Ah, j’allais oublier un dernier détail.
« Don’t make people into heroes, John. Heroes don’t exist, and if they did, I wouldn’t be one of them. » (Benedict Cumberbatch, Sherlock Holmes dans l’épisode “Le grand jeu/The great game”)
Monsieur Holmes dit tout. A aucun moment je n’ai utilisé le mot héros pour décrire ces personnages, tout simplement parce qu’ils n’en sont pas. (Le héros du Collector n’est nommé ainsi que parce que je n’arrive jamais à me souvenir de son nom, c’est dire à quel point je l’ai détesté, je crois.) Ce sont tous des antihéros, bien que pas foncièrement mauvais pour certains. Et il y en a tellement à dire sur eux, sans nul doute…

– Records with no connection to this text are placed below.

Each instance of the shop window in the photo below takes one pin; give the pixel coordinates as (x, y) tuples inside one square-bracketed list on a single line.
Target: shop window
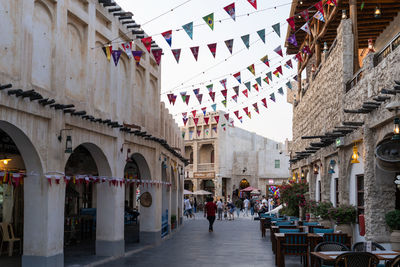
[(277, 164), (360, 194)]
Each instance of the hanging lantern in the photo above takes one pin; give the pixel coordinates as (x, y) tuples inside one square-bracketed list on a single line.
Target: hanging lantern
[(354, 157), (331, 166), (377, 13), (396, 130), (344, 16)]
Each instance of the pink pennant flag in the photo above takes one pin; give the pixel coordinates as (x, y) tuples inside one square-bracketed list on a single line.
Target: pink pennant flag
[(253, 3), (291, 23), (213, 48), (177, 54), (195, 51)]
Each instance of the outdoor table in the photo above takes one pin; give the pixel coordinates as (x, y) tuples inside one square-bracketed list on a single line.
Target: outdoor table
[(382, 255)]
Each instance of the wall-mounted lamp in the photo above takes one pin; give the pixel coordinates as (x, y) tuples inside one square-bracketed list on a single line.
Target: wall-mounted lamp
[(68, 141), (355, 156), (332, 164)]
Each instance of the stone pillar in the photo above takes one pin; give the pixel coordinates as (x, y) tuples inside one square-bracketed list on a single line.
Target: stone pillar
[(110, 220)]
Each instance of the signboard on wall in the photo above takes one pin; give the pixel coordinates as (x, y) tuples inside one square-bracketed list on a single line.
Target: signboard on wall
[(204, 175)]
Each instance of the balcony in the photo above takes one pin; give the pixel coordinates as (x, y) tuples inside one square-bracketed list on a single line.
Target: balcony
[(205, 167)]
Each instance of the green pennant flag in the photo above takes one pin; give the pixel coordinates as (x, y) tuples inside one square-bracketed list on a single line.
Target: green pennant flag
[(209, 19), (261, 33)]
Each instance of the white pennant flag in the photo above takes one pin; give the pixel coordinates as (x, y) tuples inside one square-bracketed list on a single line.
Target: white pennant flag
[(306, 28)]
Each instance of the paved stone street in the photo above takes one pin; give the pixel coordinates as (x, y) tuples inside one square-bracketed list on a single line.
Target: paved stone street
[(233, 243)]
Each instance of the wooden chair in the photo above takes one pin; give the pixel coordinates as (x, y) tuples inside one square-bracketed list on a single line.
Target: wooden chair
[(7, 235), (356, 259)]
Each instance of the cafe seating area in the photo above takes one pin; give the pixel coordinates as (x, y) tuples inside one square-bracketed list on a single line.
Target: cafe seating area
[(316, 245)]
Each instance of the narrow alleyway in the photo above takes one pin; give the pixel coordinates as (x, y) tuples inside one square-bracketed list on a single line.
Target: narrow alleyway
[(233, 243)]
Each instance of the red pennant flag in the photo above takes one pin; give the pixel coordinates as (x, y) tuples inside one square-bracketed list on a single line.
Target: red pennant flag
[(255, 86), (195, 51), (212, 95), (291, 23), (147, 43), (253, 3), (279, 69), (213, 48), (264, 101)]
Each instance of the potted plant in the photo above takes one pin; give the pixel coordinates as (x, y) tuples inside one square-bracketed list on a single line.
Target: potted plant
[(322, 211), (393, 221), (173, 221), (344, 216)]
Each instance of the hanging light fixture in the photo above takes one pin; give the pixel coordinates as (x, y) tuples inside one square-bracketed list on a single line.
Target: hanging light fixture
[(332, 164), (377, 12), (396, 129), (355, 156), (344, 16)]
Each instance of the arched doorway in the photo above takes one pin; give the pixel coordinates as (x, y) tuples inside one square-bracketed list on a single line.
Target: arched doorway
[(21, 179)]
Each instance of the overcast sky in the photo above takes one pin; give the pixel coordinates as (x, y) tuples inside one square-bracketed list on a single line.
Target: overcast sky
[(274, 122)]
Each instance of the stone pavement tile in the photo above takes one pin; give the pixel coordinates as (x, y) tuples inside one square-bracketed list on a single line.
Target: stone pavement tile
[(233, 243)]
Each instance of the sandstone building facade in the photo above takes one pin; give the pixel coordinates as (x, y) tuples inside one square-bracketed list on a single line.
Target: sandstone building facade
[(86, 135)]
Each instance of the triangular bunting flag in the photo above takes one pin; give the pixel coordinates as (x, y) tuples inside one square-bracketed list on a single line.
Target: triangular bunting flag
[(157, 53), (189, 29), (223, 83), (248, 85), (256, 86), (177, 54), (258, 80), (272, 97), (291, 23), (256, 108), (212, 95), (236, 89), (229, 45), (168, 37), (277, 29), (238, 77), (265, 60), (209, 19), (230, 9), (199, 97), (116, 55), (213, 48), (195, 51), (128, 49), (252, 69), (278, 50), (147, 43), (306, 28), (253, 3), (264, 102), (246, 40), (261, 33)]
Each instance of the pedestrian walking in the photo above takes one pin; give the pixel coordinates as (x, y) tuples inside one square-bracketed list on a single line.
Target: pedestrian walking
[(220, 209), (210, 210), (188, 207), (246, 204)]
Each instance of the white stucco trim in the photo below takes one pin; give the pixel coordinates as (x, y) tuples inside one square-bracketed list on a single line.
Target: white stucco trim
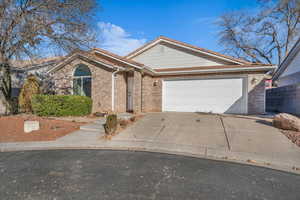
[(73, 57), (150, 45), (136, 66), (242, 69)]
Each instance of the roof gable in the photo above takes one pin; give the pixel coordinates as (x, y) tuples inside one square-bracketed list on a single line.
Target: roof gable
[(197, 51)]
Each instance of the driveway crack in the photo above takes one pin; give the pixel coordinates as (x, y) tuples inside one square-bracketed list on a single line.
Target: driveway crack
[(225, 132)]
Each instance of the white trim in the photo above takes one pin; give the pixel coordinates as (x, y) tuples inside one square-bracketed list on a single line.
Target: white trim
[(244, 78), (217, 70), (183, 46), (71, 58), (81, 77), (100, 52)]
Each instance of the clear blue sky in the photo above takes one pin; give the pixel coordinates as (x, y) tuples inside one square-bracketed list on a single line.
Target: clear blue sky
[(133, 22)]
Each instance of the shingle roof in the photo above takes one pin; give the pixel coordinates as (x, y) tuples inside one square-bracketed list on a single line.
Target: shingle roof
[(28, 64), (211, 67), (163, 38)]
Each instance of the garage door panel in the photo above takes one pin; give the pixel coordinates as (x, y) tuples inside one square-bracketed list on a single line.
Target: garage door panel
[(204, 95)]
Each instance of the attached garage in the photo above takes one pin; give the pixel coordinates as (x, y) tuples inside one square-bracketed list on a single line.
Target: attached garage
[(215, 95)]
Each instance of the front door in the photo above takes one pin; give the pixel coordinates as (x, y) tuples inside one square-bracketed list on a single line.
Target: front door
[(129, 92)]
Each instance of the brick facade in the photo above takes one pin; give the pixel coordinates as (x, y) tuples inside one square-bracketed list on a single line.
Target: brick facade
[(256, 94), (284, 99), (101, 83), (137, 92), (147, 90), (152, 91), (152, 94)]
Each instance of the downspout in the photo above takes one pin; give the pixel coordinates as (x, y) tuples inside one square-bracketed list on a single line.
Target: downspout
[(113, 89)]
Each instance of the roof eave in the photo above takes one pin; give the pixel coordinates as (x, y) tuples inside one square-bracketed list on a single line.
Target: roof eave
[(162, 39), (246, 69)]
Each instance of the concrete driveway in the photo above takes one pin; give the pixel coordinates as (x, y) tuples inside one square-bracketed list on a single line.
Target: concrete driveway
[(215, 133)]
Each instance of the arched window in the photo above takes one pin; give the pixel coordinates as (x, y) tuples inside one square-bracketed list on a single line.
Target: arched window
[(82, 81)]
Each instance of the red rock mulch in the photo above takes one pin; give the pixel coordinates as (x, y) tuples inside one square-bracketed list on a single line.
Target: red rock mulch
[(12, 129), (294, 136)]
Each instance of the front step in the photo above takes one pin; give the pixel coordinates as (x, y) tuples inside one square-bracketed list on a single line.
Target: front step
[(95, 127)]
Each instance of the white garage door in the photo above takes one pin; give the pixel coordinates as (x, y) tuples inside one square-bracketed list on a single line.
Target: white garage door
[(205, 95)]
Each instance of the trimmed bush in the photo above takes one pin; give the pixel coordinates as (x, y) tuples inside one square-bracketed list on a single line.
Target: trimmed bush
[(61, 105), (30, 88), (111, 124)]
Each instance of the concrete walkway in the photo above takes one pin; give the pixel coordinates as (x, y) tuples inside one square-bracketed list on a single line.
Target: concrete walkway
[(252, 141)]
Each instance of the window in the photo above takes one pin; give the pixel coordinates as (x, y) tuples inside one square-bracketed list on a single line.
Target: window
[(82, 81)]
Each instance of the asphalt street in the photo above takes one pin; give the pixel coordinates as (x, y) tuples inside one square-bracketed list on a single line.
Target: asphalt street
[(99, 174)]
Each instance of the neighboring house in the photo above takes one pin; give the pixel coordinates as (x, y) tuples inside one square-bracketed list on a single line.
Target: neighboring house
[(21, 69), (164, 75), (285, 97)]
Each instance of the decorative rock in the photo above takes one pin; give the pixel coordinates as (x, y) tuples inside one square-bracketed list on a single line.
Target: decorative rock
[(31, 126), (286, 122)]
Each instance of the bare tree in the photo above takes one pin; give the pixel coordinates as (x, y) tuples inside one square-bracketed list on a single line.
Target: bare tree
[(32, 27), (263, 36)]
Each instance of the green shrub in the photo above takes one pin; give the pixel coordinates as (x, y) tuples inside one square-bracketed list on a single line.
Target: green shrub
[(30, 88), (61, 105), (111, 124)]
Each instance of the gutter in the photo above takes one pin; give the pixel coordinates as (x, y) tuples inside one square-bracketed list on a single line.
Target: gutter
[(268, 68)]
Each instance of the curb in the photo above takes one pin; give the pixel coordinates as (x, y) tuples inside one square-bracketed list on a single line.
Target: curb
[(209, 153)]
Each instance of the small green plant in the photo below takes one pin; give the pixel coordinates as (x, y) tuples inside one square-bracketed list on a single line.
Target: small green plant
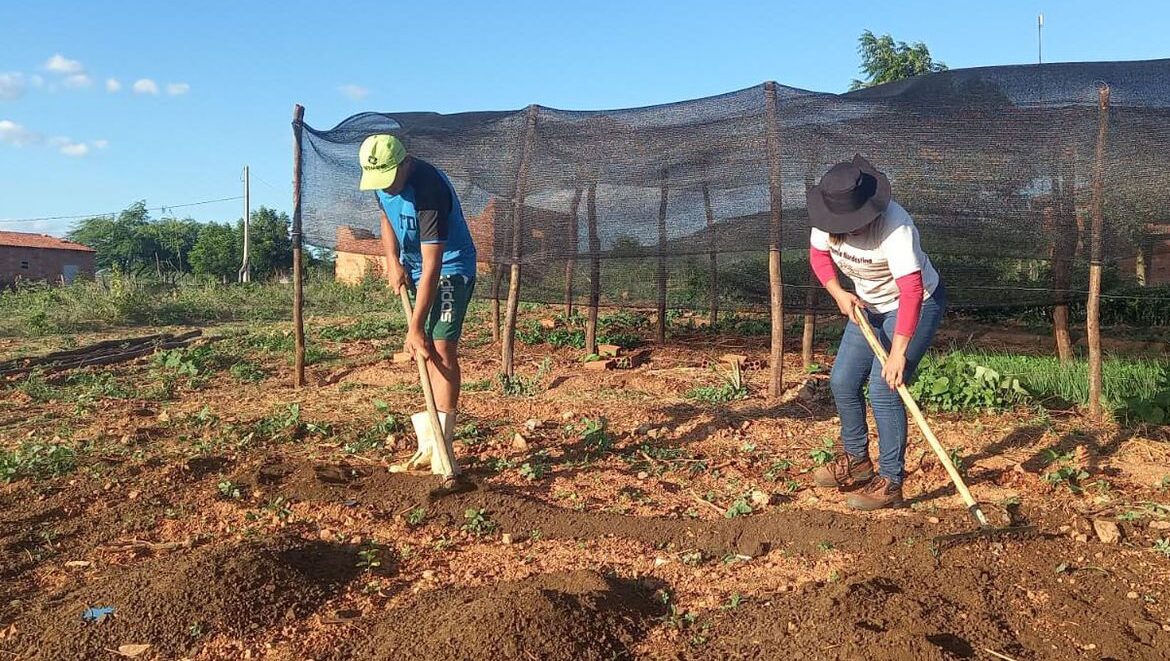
[(248, 372), (1162, 546), (730, 390), (229, 490), (477, 522), (738, 508), (525, 386), (534, 470), (36, 460), (415, 516), (370, 557), (734, 601), (825, 453)]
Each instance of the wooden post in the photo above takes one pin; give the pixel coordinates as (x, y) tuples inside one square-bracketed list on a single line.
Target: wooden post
[(571, 257), (496, 276), (594, 270), (1093, 309), (509, 338), (713, 249), (776, 280), (297, 270), (661, 266), (810, 322)]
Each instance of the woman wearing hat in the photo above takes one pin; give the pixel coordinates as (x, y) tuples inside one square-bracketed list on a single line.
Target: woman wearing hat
[(859, 229)]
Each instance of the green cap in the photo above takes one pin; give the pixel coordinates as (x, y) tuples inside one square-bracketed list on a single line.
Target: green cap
[(380, 157)]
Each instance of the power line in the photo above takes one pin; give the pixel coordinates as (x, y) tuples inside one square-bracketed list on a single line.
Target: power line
[(159, 208)]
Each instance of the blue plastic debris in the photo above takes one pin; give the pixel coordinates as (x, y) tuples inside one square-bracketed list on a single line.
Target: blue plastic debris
[(97, 613)]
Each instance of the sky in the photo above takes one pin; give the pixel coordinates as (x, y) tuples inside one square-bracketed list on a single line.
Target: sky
[(107, 103)]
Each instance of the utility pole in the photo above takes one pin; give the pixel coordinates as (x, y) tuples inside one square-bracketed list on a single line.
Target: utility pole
[(245, 268)]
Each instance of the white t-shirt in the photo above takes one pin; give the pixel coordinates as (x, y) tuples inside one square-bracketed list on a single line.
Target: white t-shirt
[(879, 254)]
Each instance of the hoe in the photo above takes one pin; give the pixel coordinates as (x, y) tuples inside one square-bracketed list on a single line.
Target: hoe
[(985, 529)]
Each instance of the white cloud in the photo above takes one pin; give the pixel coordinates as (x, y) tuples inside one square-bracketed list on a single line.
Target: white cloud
[(15, 135), (61, 64), (145, 85), (12, 85), (355, 93), (77, 81)]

EDIT : On m’a fait remarquer que le mot « frollien » n’était probablement pas le meillleur pour désigner ce type de personnage, et c’est vrai. Mais « faustien » se réfère plus au savoir, et je refuse d’employer « ambrosien » pour un personnage avec aussi peu de pitié. Le personnage venant ensuite est Frollo, et le second personnage le plus caractéristique serait le Fantôme de l’Opéra. Alors, que peut-on entendre par personnage « frollien » ? Le terme est choisi à défaut d’un meilleur. Si toutefois on ne devait garder que les personnages ressemblant véritablement à Claude Frollo sous ce terme, le nombre se réduit vite, puisque outre les quatre caractéristiques nommées, il faut donc un sacerdoce au minimum, ainsi que le fait d’aimer une femme inaccessible. Nous n’aurions donc qu’Ambrosio du Moine de Lewis, Frollo lui-même, et John Jasper de Dickens. Toutefois, je trouve dommage de ne pas aussi y ajouter les autres protagonistes, car ils possèdent tous des facettes pouvant éclairer et complexifier ce côté « frollien ».